Ну, выпили бы, повеселились, – в тон мне вздыхает Леллямер, и в его голосе чувствуется смертная скука.
Чтобы вы опять подмешали мне в водку снотворное, а Ида опять увезла меня к Кларе в особняк?! – с усмешкой разглядываю я удивленную и помятую морду Леллямера.
И за сколько меня, интересно, ты продал?! – спрашиваю я, и свешиваюсь головой вниз с подоконника.
Идиот, – бормочет перепуганный Леллямер и, хватая меня за ноги, тащит обратно в комнату.
Конечно, – уже как-то сочувствуя Леллямеру, вздыхаю я, и неожиданно кусаю его за ухо.
Ненормальный! – кричит Леллямер и, быстро вырываясь из моих объятий, выбегает из комнаты. Я остаюсь один и уже в одежде валяюсь на кровати.
Вскоре Леллямер входит в комнату уже вместе с Тоней и Соней и с бутылкой водки и говорит:
Надо бы выпить?! Ты как?
Я как все! – устало шепчу я и поднимаюсь с кровати.
Тоня опять повисает на мне, а Соня на Леллямере, и так опять начинается еще один день посвященный бессмысленному пьянству, и может поэтому, над кроватью Леллямера висит плакат, изображающий грозную женщину огромного роста, бьющую пьяного мужчину бутылкой по голове, а под ними крупными буквами надпись: Пьянству – бой!
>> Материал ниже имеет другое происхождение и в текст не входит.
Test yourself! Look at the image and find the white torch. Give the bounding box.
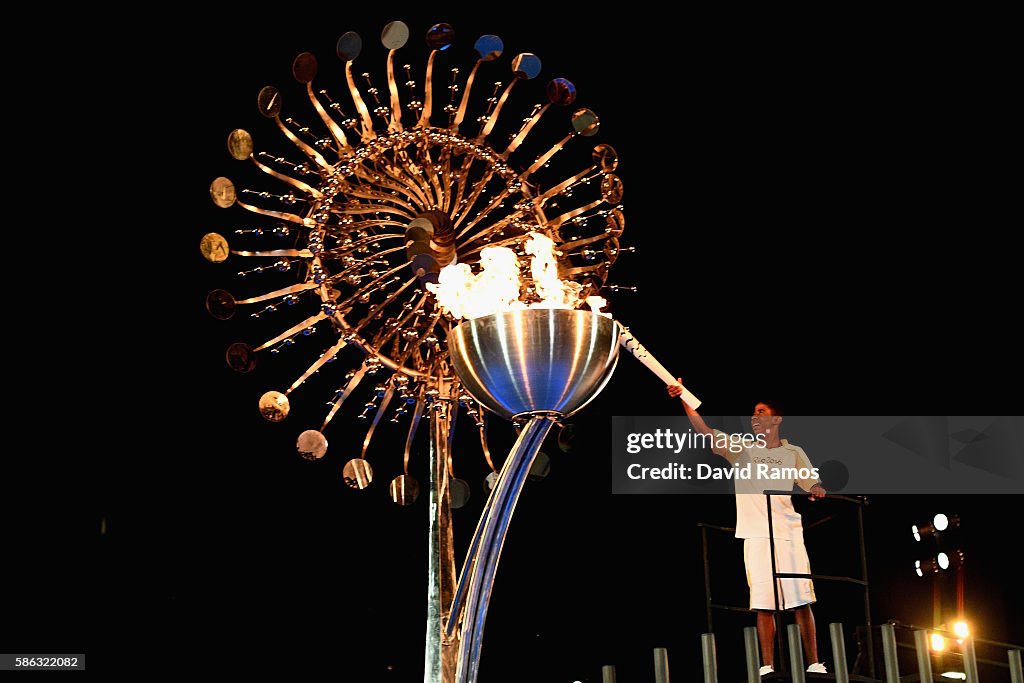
[618,324,700,411]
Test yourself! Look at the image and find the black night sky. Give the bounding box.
[19,5,1024,683]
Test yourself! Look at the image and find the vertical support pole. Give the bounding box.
[785,624,807,683]
[456,413,555,683]
[743,626,761,683]
[828,624,850,683]
[857,499,874,678]
[423,380,459,683]
[882,624,899,683]
[964,638,978,683]
[765,494,785,674]
[700,524,715,633]
[913,629,932,681]
[1007,650,1024,683]
[696,633,718,683]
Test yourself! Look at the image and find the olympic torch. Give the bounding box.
[618,325,700,411]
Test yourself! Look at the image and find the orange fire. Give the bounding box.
[427,232,608,319]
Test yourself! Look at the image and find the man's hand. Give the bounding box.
[666,377,683,398]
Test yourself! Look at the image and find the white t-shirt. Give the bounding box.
[712,429,818,540]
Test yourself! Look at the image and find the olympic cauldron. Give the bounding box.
[445,308,620,681]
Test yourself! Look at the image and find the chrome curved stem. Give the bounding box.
[457,414,555,683]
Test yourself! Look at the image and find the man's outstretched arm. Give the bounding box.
[666,378,715,434]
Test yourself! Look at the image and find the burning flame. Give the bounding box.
[426,232,608,319]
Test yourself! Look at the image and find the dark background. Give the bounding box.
[14,7,1024,682]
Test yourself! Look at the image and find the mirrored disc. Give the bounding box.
[381,22,409,50]
[572,110,601,137]
[199,232,229,263]
[601,173,623,204]
[295,429,327,460]
[604,238,618,263]
[259,391,292,422]
[337,31,362,61]
[593,142,618,173]
[512,52,541,80]
[206,290,237,321]
[224,342,256,375]
[387,474,420,505]
[256,85,282,119]
[473,34,505,61]
[227,128,253,161]
[604,209,626,238]
[449,479,469,510]
[526,451,551,481]
[210,176,238,209]
[558,424,575,453]
[427,24,455,50]
[341,458,374,490]
[292,52,316,83]
[547,78,575,106]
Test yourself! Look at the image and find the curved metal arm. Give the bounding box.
[457,414,555,683]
Давайте устремимся к дальним мирам, – говорит Леллямер и разливает по стаканам водку, мы чокаемся и пьем, как будто мы, и на самом деле, устремляемся все вместе к далеким мирам.
Нужно познать крепость водки, чтобы затем познать
крепость духа, – говорит Леллямер и снова со всеми чокается.
С похмелья он вообще ускоряет процесс употребления алкоголя, а тосты приобретают самый абсурдный, хотя и гипотетический характер.
Наконец его тосты мне надоедают, как и прильнувшая ко мне Тоня, и я отталкиваю от себя Тоню, а остатки водки выливаю на голову Леллямера со словами:
Теперь твой дух, братец, еще больше окрепнет! А голова станет такой крепкой, что ее можно будет использовать в качестве спортивного снаряда!
Вы просто не представляете, что это за кретин, – закричал Леллямер, заламывая у себя руки над головой, – час назад он пытался выброситься из окна, и если б не я, то он бы уже наверняка проломил головой асфальт!
Да, нет, он вроде нормальный, – возражали Тоня с Соней.
Ага, такой нормальный, что я скоро рычать начну! – засмеялся Леллямер и тут же переходя на звериный рев, встал на четвереньки.
Слушай, после этой водки он еще хуже стал, – прошептала на ухо Тоне Соня.
Да у них, кажется, у обоих крыша поехала, – шепнула в ответ Соне Тоня, глядя как Леллямер подполз на четвереньках к занавеске и сорвал ее зубами, издавая мощный рев.
Успокойся Леллямер, а то мы уйдем отсюда, – прикрикнула на него Соня.
Ой, не надо, – Леллямер тут же встал с четверенек, и неожиданно схватив Соню, приподняв ее от пола, закружился возле кровати.
Уронишь, придурок, – кричала напуганная Соня, а Тоня опять куражась, обнимала мое безвольное тело и валилась вместе с ним на кровать, но тут дверь открылась, и на пороге появился Иван Матвеевич с большой холщовой сумкой, из которой торчало горлышко шестилитровой бутыли самогона.
Вот и Дед Мороз пожаловал, – обрадовался Леллямер и бросив на кровать Соню, кинулся обнимать Матвеича.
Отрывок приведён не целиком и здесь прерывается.